Cluster down after typo on search backpressure cluster setting

spapadop · July 24, 2023, 3:51pm

Important: Don’t try this on a production cluster.

Versions (relevant - OpenSearch/Dashboard/Server OS/Browser):
OpenSearch v2.7.0

Describe the issue:
I wanted to try out search backpressure in a test cluster, so to enable it, instead of doing

PUT _cluster/settings
{
  "persistent": {
    "search_backpressure.mode": "enforced"
  }
}

I did (note the typo in enforcedd):

PUT _cluster/settings
{
  "persistent": {
    "search_backpressure.mode": "enforcedd"
  }
}

just to check out how it’ll behave. Instead of rejecting it, like any other cluster setting, e.g.:

PUT _cluster/settings
{
  "transient": {
    "cluster.routing.allocation.enable": "blah"
  }
}

that gives

{
  "error": {
    "root_cause": [
      {
        "type": "illegal_argument_exception",
        "reason": "Illegal allocation.enable value [BLAH]"
      }
    ],
    "type": "illegal_argument_exception",
    "reason": "Illegal allocation.enable value [BLAH]"
  },
  "status": 400
}

it brought the cluster down, since it cannot apply value enforcedd.
Now the cluster is completely confused (can’t blame it) as it can’t apply the value to the nodes.
Restarts won’t help as I applied the value in persistent settings.
Nodes won’t talk to each other as they are busy trying to apply that wrong value.

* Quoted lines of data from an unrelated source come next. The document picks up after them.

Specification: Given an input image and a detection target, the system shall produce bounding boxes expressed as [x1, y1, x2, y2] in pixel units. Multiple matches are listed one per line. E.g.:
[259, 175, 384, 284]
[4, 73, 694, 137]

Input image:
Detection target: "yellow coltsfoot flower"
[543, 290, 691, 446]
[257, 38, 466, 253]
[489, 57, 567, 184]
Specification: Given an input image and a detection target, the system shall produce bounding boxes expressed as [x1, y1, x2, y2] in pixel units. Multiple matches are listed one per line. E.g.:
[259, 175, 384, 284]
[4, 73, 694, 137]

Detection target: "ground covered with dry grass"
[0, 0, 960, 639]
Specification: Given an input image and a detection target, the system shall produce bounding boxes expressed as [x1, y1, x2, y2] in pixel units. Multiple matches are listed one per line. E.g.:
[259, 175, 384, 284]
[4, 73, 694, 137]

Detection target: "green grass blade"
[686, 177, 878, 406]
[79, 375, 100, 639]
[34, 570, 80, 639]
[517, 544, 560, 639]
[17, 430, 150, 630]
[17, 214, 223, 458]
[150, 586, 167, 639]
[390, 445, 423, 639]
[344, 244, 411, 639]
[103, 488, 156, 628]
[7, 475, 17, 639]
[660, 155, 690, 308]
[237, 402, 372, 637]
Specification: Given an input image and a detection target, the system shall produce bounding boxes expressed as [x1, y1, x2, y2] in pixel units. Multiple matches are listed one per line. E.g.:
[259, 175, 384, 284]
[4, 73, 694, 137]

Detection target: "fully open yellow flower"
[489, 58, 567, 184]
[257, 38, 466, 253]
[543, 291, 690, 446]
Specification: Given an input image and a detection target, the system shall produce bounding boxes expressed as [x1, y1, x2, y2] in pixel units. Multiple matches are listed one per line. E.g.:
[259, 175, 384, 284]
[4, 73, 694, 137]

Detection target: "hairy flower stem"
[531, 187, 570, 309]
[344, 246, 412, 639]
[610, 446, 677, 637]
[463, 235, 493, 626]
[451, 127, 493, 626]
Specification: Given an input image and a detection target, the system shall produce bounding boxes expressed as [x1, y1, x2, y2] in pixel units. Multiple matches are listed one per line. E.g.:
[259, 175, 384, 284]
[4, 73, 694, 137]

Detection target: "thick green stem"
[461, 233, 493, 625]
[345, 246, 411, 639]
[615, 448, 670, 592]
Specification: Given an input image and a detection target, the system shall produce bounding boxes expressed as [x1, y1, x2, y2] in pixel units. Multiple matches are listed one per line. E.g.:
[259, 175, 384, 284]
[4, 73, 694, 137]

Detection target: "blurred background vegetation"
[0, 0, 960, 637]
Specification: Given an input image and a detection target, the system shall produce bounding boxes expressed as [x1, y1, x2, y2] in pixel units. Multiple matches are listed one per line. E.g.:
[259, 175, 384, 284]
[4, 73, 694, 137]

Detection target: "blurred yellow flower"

Is there any way to remove this persistent setting to allow the cluster to come up again?
Or shall I say goodbye?

Relevant Logs or Screenshots:

[2023-07-24T17:12:51,082][INFO ][o.o.c.s.ClusterSettings  ] [osarally101-sokratis1_master] updating [search_backpressure.mode] from [monitor_only] to [enforcedd]
[2023-07-24T17:12:51,082][WARN ][o.o.c.s.ClusterSettings  ] [osarally101-sokratis1_master] failed to apply settings
java.lang.IllegalArgumentException: Invalid SearchBackpressureMode: enforcedd
        at org.opensearch.search.backpressure.settings.SearchBackpressureMode.fromName(SearchBackpressureMode.java:50) ~[opensearch-2.7.0.jar:2.7.0]
        at org.opensearch.search.backpressure.settings.SearchBackpressureSettings.lambda$new$0(SearchBackpressureSettings.java:117) ~[opensearch-2.7.0.jar:2.7.0]
        at org.opensearch.common.settings.Setting$Updater.apply(Setting.java:1241) ~[opensearch-2.7.0.jar:2.7.0]
        at org.opensearch.common.settings.AbstractScopedSettings$SettingUpdater.lambda$updater$0(AbstractScopedSettings.java:696) ~[opensearch-2.7.0.jar:2.7.0]
        at org.opensearch.common.settings.AbstractScopedSettings.applySettings(AbstractScopedSettings.java:232) [opensearch-2.7.0.jar:2.7.0]
        at org.opensearch.cluster.service.ClusterApplierService.applyChanges(ClusterApplierService.java:556) [opensearch-2.7.0.jar:2.7.0]
        at org.opensearch.cluster.service.ClusterApplierService.runTask(ClusterApplierService.java:484) [opensearch-2.7.0.jar:2.7.0]
        at org.opensearch.cluster.service.ClusterApplierService$UpdateTask.run(ClusterApplierService.java:186) [opensearch-2.7.0.jar:2.7.0]
        at org.opensearch.common.util.concurrent.ThreadContext$ContextPreservingRunnable.run(ThreadContext.java:747) [opensearch-2.7.0.jar:2.7.0]
        at org.opensearch.common.util.concurrent.PrioritizedOpenSearchThreadPoolExecutor$TieBreakingPrioritizedRunnable.runAndClean(PrioritizedOpenSearchThreadPoolExecutor.java:282) [opensearch-2.7.0.jar:2.7.0]
        at org.opensearch.common.util.concurrent.PrioritizedOpenSearchThreadPoolExecutor$TieBreakingPrioritizedRunnable.run(PrioritizedOpenSearchThreadPoolExecutor.java:245) [opensearch-2.7.0.jar:2.7.0]
        at java.util.concurrent.ThreadPoolExecutor.runWorker(ThreadPoolExecutor.java:1136) [?:?]
        at java.util.concurrent.ThreadPoolExecutor$Worker.run(ThreadPoolExecutor.java:635) [?:?]
        at java.lang.Thread.run(Thread.java:833) [?:?]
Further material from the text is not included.